Published online by Cambridge University Press: 07 September 2010
King Lear, in which Shakespeare takes up and transcends the various images of justice, mercy and false-seeming which he had previously created, and fuses them into a whole of new and terrible beauty, has two early precursors of considerable interest. Titus Andronicus, offers an unusually vivid example of the long incubation which a thought may undergo in a poet's mind. Titus, like Lear, is an old man driven mad by the loss of his all, yet retaining in madness a clear knowledge of his own wrongs and of their perpetrators. Like Lear he has begun his own undoing by driving from him his child, Mutius, whom he unjustly kills and by trusting in the specious words of his enemies to whom he surrenders the realm of which he could have been chosen emperor. Having given them everything he is driven to madness, finally dying himself and killing the beautiful and virtuous daughter whom he loves.

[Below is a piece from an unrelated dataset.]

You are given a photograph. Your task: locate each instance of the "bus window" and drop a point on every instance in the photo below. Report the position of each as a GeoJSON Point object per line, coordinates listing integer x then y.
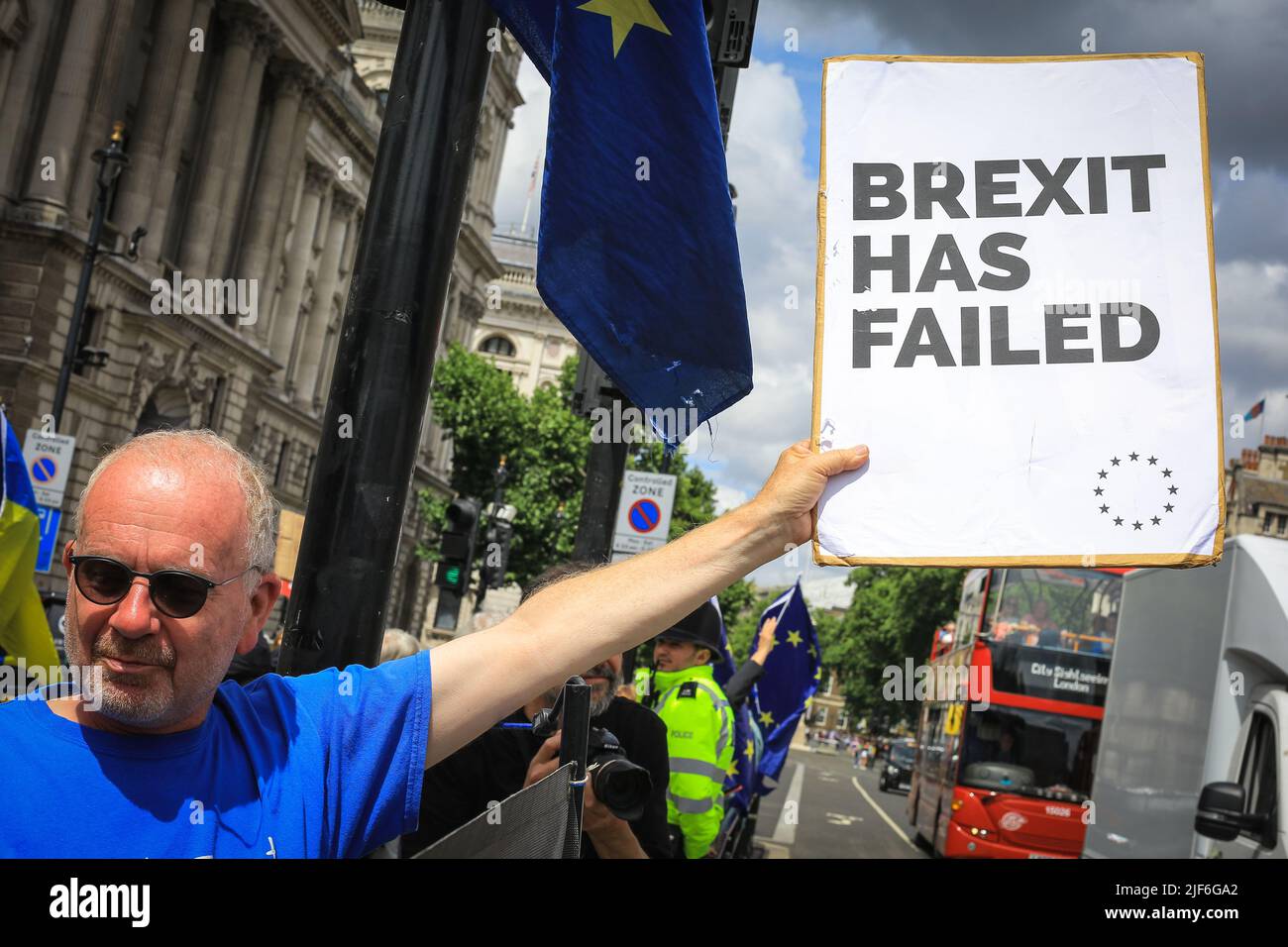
{"type": "Point", "coordinates": [1067, 609]}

Lastly, as Lear does, Titus seeks from heaven the justice denied him on earth. In a grotesque but tragic scene he addresses petitions to the gods, sending to Pluto by messenger and dispatching the other petitions by shooting them skyward on arrows. The first message is to Pluto.
Tell him, it is for justice and for aid,
And that it comes from old Andronicus.
IV, III, 15–16Publius brings answer:
Pluto sends you word,
If you will have Revenge from hell, you shall:
Marry, for Justice, she is so employ'd,
He thinks, with Jove in heaven, or somewhere else,
So that perforce you must needs stay a time.